The Professor smiled. Being English, he could not appreciate Charlie’s horror at its full value.
“Undoubtedly your Afro-Americans are a branch of the wonderful and mysterious Ethiopians who had a prehistoric existence of magnificence, the full record of which is lost in obscurity.
“We associate with the name ‘Chaldea’ the sciences of astronomy and philosophy and chronology. It was to the Wise Men of the East to whom the birth of Christ was revealed; they were Chaldeans—of the Ethiopians. Eighty-eight years before the birth of Abraham, these people, known in history as ‘Shepherd Kings,’ subjugated the whole of Upper Egypt, which they held in bondage more than three hundred years.”
“It is said that Egyptian civilization antedates that of Ethiopia,” broke in Reuel. “How do you say, Professor?”
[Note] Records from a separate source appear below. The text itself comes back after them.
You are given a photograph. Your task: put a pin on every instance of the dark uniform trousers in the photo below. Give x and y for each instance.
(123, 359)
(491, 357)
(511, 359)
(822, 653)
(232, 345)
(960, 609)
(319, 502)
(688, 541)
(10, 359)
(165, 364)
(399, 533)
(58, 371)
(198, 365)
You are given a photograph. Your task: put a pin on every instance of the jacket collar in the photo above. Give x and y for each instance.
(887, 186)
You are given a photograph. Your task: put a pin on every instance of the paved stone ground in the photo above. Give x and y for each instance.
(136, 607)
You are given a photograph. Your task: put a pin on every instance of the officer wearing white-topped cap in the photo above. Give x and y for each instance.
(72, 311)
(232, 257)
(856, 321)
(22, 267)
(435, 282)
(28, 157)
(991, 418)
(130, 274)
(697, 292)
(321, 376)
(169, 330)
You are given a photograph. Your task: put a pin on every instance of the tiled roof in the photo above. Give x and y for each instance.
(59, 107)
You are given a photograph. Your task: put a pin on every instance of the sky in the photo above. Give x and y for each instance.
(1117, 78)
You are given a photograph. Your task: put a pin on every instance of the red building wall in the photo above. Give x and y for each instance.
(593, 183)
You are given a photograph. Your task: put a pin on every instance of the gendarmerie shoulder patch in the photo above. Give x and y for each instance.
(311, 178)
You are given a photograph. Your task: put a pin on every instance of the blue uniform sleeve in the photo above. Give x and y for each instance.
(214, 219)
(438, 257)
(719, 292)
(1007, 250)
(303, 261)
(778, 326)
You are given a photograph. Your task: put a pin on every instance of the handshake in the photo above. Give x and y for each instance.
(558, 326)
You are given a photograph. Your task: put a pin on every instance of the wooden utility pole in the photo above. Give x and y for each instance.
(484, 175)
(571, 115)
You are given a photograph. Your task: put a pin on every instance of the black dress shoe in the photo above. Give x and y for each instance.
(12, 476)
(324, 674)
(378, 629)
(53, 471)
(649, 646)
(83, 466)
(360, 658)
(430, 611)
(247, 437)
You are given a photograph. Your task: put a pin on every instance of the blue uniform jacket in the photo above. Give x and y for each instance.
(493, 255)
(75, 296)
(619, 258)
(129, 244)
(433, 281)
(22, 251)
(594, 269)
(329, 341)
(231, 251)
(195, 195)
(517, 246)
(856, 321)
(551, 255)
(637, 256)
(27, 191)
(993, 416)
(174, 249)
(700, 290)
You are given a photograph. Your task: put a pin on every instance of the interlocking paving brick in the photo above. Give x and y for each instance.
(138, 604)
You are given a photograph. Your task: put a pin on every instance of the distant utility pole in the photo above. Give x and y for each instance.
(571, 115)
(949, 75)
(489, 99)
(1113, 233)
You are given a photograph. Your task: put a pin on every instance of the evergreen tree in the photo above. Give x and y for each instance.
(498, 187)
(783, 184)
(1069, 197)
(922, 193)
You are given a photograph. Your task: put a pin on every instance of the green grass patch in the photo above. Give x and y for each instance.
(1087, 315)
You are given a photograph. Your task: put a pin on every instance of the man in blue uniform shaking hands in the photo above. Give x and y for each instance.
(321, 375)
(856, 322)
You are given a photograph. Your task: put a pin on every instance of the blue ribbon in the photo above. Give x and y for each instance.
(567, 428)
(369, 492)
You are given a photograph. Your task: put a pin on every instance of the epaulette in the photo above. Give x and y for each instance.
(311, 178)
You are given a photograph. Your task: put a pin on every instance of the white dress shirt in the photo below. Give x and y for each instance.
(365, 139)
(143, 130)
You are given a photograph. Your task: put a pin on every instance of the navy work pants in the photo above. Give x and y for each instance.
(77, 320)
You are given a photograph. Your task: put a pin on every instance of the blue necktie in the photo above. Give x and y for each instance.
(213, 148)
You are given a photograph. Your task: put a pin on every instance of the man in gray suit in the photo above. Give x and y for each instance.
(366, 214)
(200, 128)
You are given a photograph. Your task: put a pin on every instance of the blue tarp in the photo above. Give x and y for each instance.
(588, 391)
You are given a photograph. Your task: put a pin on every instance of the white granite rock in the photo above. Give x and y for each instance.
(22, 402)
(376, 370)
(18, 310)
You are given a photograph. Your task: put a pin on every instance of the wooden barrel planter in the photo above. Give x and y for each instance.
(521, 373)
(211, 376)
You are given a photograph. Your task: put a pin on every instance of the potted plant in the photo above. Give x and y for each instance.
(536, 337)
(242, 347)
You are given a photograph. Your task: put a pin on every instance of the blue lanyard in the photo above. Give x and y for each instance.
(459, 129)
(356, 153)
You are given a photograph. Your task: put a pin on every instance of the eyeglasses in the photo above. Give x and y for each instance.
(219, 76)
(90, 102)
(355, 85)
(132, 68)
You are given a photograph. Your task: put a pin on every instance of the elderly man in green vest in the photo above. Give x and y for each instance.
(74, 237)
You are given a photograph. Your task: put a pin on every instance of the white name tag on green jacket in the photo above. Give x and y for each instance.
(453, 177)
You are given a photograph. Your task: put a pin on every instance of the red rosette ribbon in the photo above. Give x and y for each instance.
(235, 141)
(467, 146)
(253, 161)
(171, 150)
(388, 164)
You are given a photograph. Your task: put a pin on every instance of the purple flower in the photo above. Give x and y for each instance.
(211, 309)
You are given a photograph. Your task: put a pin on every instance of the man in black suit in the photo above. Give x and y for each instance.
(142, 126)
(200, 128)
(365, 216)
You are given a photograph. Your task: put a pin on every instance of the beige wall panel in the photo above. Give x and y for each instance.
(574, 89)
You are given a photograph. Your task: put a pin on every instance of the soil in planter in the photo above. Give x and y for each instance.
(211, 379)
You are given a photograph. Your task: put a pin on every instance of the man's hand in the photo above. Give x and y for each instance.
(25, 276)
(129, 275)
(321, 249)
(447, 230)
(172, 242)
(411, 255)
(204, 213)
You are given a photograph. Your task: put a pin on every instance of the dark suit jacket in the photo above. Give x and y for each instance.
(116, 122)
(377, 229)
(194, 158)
“Nothing of the sort, nothing of the sort. I know that in connecting Egypt with Ethiopia, one meets with most bitter denunciation from most modern scholars. Science has done its best to separate the race from Northern Africa, but the evidence is with the Ethiopians. If I mistake not, the ruins of Meroe will prove my words. Traditions with respect to Memnon connect Egypt and Ethiopia with the country at the head of the Nile. Memnon personifies the ethnic identity of the two races. Ancient Greeks believed it. All the traditions of Armenia, where lies Mt. Ararat, are in accordance with this fact. The Armenian geography applies the name of Cush to four great regions—Media, Persia, Susiana, Asia, or the whole territory between the Indus and the Tigris. Moses of Chorene identifies Belus, king of Babylon with Nimrod.